Strategic Architecture, is the connective discipline between vision and execution. It governs how intent becomes implemented, how capability is distributed, and how adaptation is enabled.


It includes decision rights, technology modularity, cultural enablers, and the governance models that underpin responsiveness. It stretches beyond traditional enterprise architecture to include operating model coherence and structural readiness for change.


This shift from resources to readiness reframes strategic enquiry:

  • From what we own, to how we change

  • From possession, to positioning for responsiveness

  • From static assets, to dynamic systems of capability evolution


Where RBV invites us to identify advantage, Strategic Architecture demands we buildit—through deliberate design of the enabling conditions.


Toward a Maintained View of Advantage

The question at the heart of strategy has changed.

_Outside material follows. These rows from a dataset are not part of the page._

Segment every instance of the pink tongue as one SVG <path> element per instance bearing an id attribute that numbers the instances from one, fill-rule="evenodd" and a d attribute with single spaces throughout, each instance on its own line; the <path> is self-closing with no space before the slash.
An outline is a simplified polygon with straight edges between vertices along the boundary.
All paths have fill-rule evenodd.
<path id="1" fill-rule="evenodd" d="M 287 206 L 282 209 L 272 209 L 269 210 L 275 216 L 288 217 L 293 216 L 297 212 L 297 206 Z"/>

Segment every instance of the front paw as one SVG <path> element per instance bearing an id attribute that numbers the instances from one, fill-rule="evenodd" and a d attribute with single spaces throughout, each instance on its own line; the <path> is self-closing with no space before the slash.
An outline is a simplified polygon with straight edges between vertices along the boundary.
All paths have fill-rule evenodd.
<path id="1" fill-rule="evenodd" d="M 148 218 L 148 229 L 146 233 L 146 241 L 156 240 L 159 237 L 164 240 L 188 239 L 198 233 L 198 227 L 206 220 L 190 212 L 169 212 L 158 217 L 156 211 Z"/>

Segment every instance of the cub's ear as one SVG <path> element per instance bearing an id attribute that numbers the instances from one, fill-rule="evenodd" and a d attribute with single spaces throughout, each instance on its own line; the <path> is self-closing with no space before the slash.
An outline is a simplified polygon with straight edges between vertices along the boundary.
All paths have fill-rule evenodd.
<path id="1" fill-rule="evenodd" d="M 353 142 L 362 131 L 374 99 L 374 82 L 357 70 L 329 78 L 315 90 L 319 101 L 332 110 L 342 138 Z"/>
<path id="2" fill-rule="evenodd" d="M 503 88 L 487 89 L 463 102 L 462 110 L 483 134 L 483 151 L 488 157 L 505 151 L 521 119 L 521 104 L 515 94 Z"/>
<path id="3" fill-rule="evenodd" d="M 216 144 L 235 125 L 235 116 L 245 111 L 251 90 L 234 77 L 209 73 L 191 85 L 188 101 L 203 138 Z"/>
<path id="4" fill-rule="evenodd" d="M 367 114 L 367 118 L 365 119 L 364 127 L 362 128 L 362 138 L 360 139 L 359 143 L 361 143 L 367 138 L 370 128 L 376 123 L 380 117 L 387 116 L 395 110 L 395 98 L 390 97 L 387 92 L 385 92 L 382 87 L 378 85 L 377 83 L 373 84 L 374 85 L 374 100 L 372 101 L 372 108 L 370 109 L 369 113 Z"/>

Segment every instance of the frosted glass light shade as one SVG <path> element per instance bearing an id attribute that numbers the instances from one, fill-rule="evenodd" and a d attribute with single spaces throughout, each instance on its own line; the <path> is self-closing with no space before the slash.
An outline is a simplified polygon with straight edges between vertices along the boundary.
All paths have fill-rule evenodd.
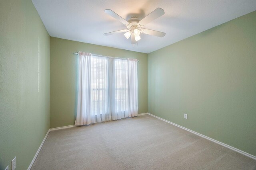
<path id="1" fill-rule="evenodd" d="M 140 39 L 140 35 L 135 36 L 134 38 L 135 38 L 135 41 L 138 41 Z"/>
<path id="2" fill-rule="evenodd" d="M 133 33 L 134 34 L 134 36 L 136 37 L 136 36 L 139 36 L 140 34 L 140 31 L 138 29 L 134 29 L 133 30 Z"/>
<path id="3" fill-rule="evenodd" d="M 132 33 L 131 33 L 131 31 L 130 31 L 126 32 L 126 33 L 124 33 L 124 36 L 125 36 L 125 37 L 127 39 L 128 39 L 129 38 L 130 38 L 130 36 L 131 36 L 131 35 L 132 35 Z"/>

It’s no longer just what gives us an edge, but how we maintain it.


That means asking:

  • How do we renew capabilities without starting from zero?

  • What structures support flexibility without sacrificing control?

  • How do we detect early signals of erosion and respond in time?

  • How can advantage be made self-sustaining through design?


Barney provided the foundation. But his model does not account for decay, reconfiguration, or transformation. The VRIN framework is a beginning, not a conclusion. What must follow is a theory of organisational adaptability—how advantage survives exposure to change.


The concept of Maintained Competitive Advantage builds on RBV and extends it. It combines dynamic capabilities, architectural readiness, and a feedback-rich operating model. It recognises that organisations succeed not because they own great resources, but because they are designed to convert them into performance repeatedly.


This view is not speculative. It is observable in firms that thrive despite disruption—those with modular platforms, ambidextrous leadership, loosely coupled systems, and a culture of experimentation.


In these organisations, architecture is not a technical layer—it is the spinal logic of strategic agility.